Faced with the festive news that storm Emily’s sister could bring 100mph winds to the UK on Christmas Day, many people whose trees and fences are hanging on by a thread after the last battering we received could be in dispute with their neighbours once the holiday period is over.
While trees and hedges make great boundaries for properties, when they encroach on a neighbour’s land, or, worse, land on the garden or car next door, they can be the cause of bitter disputes or problems due to simply not knowing who should do what to repair the damage.
The simple rule for trees is that they belong to the person on whose land they have grown.

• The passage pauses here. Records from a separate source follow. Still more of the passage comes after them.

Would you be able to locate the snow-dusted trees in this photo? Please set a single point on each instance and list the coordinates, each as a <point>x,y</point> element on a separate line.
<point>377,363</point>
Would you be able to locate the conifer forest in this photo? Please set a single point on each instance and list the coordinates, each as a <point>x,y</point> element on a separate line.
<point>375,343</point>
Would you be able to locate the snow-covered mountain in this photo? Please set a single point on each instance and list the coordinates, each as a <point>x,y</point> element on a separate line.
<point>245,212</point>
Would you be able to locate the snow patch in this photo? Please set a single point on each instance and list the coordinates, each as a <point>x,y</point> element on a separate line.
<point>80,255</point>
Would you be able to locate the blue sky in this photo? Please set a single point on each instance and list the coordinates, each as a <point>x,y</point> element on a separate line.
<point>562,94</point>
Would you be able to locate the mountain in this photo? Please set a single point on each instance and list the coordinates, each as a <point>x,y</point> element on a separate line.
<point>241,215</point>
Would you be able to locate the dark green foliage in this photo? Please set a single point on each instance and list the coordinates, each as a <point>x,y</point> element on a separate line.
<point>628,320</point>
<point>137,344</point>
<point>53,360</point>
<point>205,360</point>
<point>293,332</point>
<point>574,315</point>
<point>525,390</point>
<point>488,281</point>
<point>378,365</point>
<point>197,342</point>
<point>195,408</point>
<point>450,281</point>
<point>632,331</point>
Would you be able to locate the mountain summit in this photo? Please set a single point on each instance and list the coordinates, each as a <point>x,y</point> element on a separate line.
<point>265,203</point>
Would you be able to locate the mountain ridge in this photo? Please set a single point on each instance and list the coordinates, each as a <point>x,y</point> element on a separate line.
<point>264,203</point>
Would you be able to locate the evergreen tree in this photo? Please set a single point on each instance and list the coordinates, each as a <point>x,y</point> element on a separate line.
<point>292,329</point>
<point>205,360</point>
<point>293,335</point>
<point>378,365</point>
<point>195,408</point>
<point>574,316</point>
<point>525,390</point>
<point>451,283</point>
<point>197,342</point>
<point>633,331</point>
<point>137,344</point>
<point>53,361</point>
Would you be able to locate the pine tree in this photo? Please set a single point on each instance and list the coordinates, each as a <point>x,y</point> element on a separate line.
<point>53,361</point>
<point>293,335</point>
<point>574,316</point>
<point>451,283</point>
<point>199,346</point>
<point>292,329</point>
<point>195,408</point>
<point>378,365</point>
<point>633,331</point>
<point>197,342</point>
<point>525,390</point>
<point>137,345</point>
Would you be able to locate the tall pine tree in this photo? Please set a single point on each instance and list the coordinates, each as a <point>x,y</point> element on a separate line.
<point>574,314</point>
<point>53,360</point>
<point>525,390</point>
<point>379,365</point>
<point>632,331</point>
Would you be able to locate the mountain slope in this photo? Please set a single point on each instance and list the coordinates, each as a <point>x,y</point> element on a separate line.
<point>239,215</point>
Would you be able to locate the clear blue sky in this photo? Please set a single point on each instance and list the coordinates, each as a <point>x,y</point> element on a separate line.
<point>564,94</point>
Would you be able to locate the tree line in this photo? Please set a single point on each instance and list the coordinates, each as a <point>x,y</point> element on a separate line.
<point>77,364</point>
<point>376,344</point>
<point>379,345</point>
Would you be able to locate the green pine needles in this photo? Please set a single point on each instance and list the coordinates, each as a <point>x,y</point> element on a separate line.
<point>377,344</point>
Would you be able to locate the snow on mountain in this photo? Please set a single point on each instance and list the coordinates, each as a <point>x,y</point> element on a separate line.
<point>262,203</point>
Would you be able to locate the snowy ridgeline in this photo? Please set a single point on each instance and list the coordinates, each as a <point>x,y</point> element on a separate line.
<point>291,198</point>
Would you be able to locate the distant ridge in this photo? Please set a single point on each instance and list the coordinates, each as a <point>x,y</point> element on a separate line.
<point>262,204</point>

This means that all of the tree, from the leaves to the roots belong to the person who owns the tree, so if a neighbour picks fruit from the tree without permission, even from branches overhanging his or her garden, they could be charged with theft.
However, on the plus side, if the leaves from a neighbour’s tree blow into your gutters or drains and block them, you are entitled to ask your neighbour to have them cleaned out or to pay for the cost of any damage caused.
If a branch or a whole tree falls onto a neighbour’s house or garden and causes damage then the owner of the tree may be liable but generally speaking any damage will be covered by buildings insurance, with the insurance company recovering the costs from those who owned the tree.
Similarly, if a tree falls onto your car, as happened quite a lot during the recent storms, you will be covered by your insurance as long as you have a comprehensive policy; a third party or third party fire and theft policy will not cover you.